I get it that cultural preferences change and that all the old white guys who shaped Western culture for 500 years must give way to a more diverse canon. So I suppose our children and grandchildren must read Toni Morrison instead of Charles Dickens in high school English classes, but they will miss the villainy of Uriah Heep, the sweet commitment of Little Dorritt, and the resilience of Nicholas Nickelby. I suspect, in the not too distant future, opera and symphony will be limited and confined to the very largest of our cities and will be for the enjoyment only of the very wealthy. Locally, the Hemingway Museum and Birth Home will be missed.
But what we will miss most is our natural world. Around the planet, species are dying everywhere. At least half the turtles, a third of the amphibians, a quarter of the mammals and an eighth of the birds on this fragile orb face the risk of extinction in the near future. We will miss the islands of Mauritius and Jamaica. We will miss glaciers. We will miss the flight of the butterflies to Mexico. We will miss the Great Barrier Reef. The list of the missed will grow.
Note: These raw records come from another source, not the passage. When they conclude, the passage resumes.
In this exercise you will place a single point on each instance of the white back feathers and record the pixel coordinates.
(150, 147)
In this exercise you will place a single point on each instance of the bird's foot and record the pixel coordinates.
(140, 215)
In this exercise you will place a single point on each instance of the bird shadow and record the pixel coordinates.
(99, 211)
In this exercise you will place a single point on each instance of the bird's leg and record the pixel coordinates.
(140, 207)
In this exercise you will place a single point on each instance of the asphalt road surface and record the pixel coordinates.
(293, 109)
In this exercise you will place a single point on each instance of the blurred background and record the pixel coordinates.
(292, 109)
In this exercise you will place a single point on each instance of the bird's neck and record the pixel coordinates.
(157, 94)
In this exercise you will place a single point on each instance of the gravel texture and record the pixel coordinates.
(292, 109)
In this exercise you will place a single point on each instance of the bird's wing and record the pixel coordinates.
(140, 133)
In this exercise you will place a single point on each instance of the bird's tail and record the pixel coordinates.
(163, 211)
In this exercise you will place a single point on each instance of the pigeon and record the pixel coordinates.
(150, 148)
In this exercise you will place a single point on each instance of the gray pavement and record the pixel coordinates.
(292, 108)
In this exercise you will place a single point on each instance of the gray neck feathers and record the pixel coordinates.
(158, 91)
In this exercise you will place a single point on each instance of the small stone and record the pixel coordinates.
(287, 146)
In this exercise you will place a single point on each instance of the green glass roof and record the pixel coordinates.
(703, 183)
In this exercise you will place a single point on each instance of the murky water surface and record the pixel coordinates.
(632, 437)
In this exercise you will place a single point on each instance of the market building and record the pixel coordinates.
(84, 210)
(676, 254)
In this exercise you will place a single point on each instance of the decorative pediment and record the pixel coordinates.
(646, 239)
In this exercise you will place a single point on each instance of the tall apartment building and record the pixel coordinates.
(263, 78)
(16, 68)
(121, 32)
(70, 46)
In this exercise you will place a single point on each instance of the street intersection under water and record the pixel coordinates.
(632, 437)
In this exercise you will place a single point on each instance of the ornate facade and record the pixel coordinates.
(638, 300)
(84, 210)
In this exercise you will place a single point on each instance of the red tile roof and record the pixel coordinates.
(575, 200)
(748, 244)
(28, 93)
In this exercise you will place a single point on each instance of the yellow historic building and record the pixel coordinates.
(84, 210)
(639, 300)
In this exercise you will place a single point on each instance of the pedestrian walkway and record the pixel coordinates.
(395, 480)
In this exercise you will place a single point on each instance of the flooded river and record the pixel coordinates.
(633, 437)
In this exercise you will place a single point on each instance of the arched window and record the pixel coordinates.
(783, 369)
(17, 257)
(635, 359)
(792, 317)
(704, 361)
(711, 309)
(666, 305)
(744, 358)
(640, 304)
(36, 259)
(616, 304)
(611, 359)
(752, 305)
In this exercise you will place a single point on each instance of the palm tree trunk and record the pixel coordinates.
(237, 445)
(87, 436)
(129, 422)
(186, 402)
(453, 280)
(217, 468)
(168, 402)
Closer to home in the Midwest, global warming will result in a diminution — or elimination — of our seasonal experience. The crisp fall days of sweaters, fire pits and apple picking will be replaced by summer in November because July will just be too hot to do anything outdoors. See Phoenix. We can take our kids to see butterflies at the zoo if the zoo can import a batch. Catching lightning bugs on a summer eve will be a fond memory. There will be less skiing and fewer White Christmases. Our days will be different than they ever were before. Our world will be turned upside down.
The great Zadie Smith, in her essay "Elegy for a Country's Seasons," wrote: "Sing an elegy for the washed away. For the cycles of life, for the saltwater marshes, the houses, the humans — whole islands of humans. Going, going gone!"